One of my favorite shows is Barnwood builders (the first house I built was a log cabin) on last nights show a guy made a referance to "bucket steak" and the rest of the guys had no clue. So they asked him what is was and he said "steak that comes in a bucket".

I googled and all it tells me is that it is like cubed steak. Can anyone else explain better?


----------



## [email protected]

I saw that show last night , too.
that trucker said it was like a cube steak soaking in a bucket of blood ??
said it was very tender..


----------



## whiterock

My first thought on that was a flashback to high school. Ag teacher told us to ask when ordering chicken fried steak if it came in a bucket. Seems that when a pregnant cow was slaughtered if the calf was big enough it was butchered and the round steak was packed in buckets. Whether or not that is /was the truth or not I do not know.


----------



## Oregon1986

Doesn't sound very appetizing


----------



## tiffanysgallery

Bucket steak is another name for cube steak. 

I think it's regional, maybe. Like words that mean something entirely different in KY than elsewhere.


----------



## Oregon1986

tiffanysgallery said:


> Bucket steak is another name for cube steak.
> 
> I think it's regional, maybe. Like words that mean something entirely different in KY than elsewhere.
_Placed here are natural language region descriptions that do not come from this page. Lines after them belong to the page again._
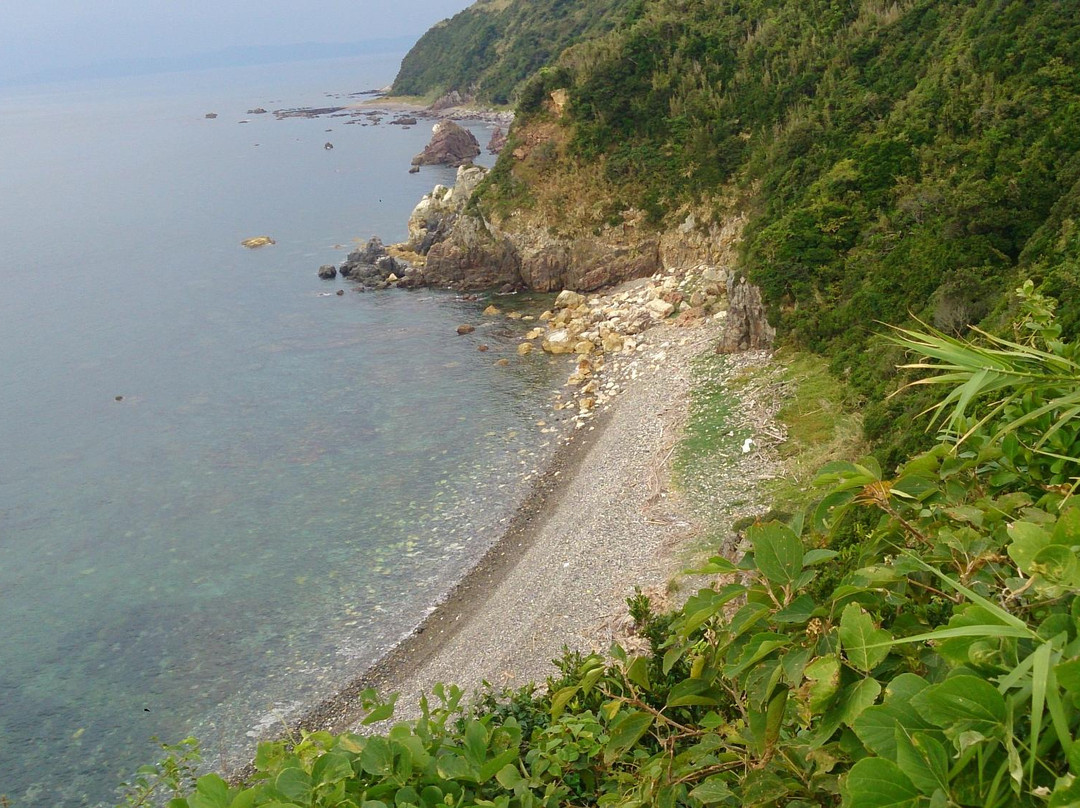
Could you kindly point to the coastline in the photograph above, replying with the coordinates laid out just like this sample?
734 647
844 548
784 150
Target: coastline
598 521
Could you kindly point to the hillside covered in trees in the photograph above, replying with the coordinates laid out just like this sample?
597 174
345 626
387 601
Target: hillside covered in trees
910 638
894 158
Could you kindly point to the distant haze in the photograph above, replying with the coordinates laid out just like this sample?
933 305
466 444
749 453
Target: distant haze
64 38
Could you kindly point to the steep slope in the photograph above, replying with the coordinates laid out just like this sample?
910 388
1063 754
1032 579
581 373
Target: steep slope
488 49
916 157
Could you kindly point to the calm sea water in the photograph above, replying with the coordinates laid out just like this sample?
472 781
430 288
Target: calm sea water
291 479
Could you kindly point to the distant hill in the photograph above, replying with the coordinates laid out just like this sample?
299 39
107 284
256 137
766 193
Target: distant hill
490 48
231 57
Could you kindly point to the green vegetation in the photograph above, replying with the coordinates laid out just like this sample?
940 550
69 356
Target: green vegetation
490 48
895 159
908 641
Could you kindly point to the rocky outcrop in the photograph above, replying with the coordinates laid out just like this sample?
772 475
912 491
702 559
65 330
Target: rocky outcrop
374 268
474 258
450 145
498 140
747 327
435 214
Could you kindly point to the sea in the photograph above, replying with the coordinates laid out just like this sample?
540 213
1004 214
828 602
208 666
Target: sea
225 489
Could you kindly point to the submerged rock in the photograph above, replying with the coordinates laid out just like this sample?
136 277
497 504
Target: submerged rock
498 140
450 145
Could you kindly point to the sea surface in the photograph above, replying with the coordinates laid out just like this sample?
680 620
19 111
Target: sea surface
224 489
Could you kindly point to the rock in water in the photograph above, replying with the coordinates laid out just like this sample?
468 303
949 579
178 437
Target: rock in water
450 145
498 140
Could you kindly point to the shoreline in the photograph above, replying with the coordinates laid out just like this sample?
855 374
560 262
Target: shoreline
341 711
521 582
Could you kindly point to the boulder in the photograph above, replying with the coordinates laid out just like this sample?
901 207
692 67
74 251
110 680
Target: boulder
746 326
559 341
660 308
450 145
498 140
568 299
434 216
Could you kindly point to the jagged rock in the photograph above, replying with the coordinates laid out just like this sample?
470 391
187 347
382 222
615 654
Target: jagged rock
498 140
450 145
558 341
434 216
369 253
746 328
660 308
568 299
473 259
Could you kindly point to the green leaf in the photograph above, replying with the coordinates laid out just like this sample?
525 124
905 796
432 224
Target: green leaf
294 784
380 712
1028 539
798 610
922 758
824 673
812 557
963 704
377 757
761 786
211 792
865 646
712 791
638 672
494 766
778 552
626 730
331 768
561 699
874 782
876 727
693 692
509 777
474 742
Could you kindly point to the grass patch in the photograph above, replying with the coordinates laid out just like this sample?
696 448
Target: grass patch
822 425
710 436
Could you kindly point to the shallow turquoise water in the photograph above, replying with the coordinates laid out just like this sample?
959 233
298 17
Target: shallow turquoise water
291 479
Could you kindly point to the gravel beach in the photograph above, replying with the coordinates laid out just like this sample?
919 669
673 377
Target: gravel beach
601 522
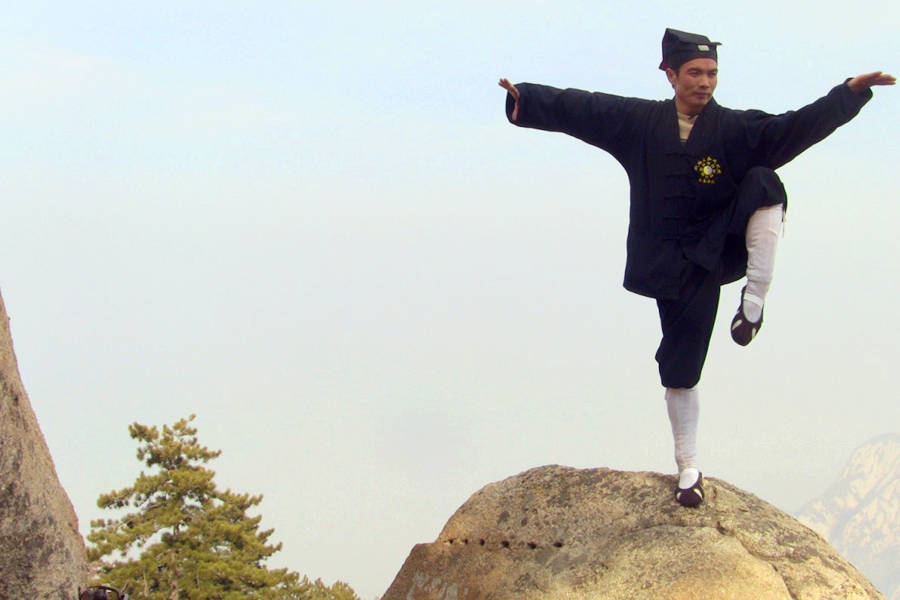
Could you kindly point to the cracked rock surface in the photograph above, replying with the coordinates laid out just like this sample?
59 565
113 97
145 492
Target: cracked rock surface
556 532
42 555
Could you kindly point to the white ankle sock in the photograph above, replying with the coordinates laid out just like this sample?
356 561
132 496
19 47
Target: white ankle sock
684 413
688 477
763 231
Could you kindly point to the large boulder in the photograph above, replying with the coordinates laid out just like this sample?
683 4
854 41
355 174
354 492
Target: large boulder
42 555
561 533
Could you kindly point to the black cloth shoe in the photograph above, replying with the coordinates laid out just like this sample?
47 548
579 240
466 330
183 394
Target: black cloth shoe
743 330
691 496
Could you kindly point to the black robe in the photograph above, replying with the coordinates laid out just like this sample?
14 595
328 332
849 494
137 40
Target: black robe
682 195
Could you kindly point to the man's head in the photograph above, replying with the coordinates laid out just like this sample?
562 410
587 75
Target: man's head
680 46
694 83
690 61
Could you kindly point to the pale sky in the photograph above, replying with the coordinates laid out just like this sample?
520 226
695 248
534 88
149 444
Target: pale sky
310 224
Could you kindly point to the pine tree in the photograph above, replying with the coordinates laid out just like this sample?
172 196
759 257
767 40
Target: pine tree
185 539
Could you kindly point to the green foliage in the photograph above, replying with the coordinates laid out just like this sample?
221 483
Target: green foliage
184 539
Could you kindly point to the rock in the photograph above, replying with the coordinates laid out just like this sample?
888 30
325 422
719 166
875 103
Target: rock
559 533
42 555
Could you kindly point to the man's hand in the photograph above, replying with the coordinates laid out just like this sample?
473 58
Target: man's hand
860 83
506 85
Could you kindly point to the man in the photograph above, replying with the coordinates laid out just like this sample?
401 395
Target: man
706 205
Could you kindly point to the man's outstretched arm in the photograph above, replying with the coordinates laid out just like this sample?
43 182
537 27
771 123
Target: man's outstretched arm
861 83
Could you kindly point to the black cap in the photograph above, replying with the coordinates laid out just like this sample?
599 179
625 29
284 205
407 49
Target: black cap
680 47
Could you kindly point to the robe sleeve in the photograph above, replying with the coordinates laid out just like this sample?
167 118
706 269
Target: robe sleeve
778 139
603 120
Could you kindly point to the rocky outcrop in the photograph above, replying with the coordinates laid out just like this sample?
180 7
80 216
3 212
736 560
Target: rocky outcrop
560 533
42 555
860 514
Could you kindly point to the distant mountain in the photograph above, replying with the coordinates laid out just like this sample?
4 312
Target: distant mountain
860 514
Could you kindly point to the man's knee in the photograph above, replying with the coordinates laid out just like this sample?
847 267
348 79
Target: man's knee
764 187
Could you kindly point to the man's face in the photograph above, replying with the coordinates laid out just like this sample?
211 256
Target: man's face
694 84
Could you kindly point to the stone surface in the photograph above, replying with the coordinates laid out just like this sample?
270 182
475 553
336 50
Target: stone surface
560 533
42 555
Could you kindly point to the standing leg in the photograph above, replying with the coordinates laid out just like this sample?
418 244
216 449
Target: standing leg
684 413
687 325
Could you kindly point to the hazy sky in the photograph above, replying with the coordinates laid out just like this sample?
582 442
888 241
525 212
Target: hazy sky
310 224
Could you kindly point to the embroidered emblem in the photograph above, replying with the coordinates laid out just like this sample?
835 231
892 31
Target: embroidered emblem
707 168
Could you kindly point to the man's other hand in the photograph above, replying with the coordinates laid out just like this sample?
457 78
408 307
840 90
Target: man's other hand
861 83
506 85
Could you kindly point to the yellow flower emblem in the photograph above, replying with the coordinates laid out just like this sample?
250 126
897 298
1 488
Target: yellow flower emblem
708 168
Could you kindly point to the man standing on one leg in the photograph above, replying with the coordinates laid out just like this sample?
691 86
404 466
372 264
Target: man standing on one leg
706 204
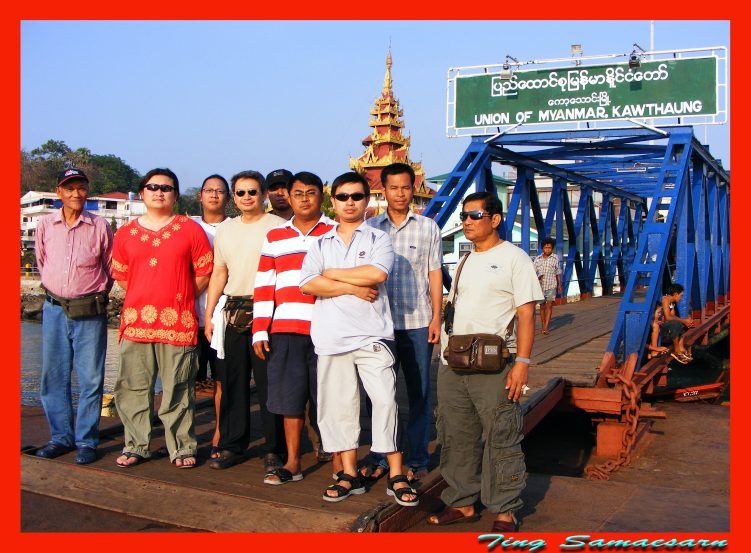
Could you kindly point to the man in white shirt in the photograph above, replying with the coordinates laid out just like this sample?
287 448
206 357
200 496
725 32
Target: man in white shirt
214 195
496 292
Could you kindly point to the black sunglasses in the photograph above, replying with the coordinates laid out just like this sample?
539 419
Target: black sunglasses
474 215
161 187
343 196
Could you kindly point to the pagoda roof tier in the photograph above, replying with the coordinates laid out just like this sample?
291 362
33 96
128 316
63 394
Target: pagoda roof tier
390 110
388 122
386 138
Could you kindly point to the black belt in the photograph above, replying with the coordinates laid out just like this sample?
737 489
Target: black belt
53 301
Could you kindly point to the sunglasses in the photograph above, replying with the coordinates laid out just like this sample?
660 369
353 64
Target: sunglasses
343 196
474 215
161 187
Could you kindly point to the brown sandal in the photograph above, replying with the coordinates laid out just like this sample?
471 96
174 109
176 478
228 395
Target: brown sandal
451 515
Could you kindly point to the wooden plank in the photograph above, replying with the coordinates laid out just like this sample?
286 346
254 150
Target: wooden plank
171 503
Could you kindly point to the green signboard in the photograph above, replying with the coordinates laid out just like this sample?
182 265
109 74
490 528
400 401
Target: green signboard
665 88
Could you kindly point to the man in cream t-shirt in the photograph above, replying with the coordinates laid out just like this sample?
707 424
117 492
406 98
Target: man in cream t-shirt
497 284
237 249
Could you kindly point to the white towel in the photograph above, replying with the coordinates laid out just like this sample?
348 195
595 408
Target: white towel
220 323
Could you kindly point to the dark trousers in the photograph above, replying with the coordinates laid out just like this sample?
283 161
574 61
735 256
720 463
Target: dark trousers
206 358
234 409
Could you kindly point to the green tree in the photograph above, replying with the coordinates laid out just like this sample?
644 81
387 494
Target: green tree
106 172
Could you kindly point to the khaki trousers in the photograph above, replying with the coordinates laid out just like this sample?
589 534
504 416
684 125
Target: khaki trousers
480 432
140 363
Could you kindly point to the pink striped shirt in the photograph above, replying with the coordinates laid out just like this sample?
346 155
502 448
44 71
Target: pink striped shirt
74 262
277 299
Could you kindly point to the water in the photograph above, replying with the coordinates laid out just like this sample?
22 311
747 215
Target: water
31 363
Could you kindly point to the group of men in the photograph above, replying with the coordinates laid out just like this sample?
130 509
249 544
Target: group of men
307 306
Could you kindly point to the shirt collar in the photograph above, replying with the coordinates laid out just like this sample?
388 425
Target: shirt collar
384 217
323 219
364 227
85 217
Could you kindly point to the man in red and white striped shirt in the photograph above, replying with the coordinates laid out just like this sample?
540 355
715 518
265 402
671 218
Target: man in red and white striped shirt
282 310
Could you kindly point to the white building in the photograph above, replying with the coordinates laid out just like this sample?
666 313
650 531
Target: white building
120 206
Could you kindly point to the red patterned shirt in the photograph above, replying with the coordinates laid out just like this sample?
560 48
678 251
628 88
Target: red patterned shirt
277 293
160 268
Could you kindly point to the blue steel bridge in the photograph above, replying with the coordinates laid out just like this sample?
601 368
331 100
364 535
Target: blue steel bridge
653 208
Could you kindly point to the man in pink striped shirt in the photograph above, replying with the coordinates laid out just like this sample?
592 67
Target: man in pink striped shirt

Hmm well cube steak is pretty darn good


----------



## shawnlee

Oregon1986 said:


> Hmm well cube steak is pretty darn good



Does it sound better to call the baby cow veal.... Because that's what veal is.....well not unborn cow, but the same as chicken eggs are unborn chickens......eating unborn cow does not sound very good, but those things taste pretty good


----------



## Oregon1986

shawnlee said:


> Does it sound better to call the baby cow veal.... Because that's what veal is.....well not unborn cow, but the same as chicken eggs are unborn chickens......eating unborn cow does not sound very good, but those things taste pretty good


lol for me it wasn't the unborn thing that was gross,it was the being soaked in a bucket of blood


----------



## shawnlee

LOL...for me the blood was ok, blood sausage and all, but the unborn thing makes me a little squeamish.....


----------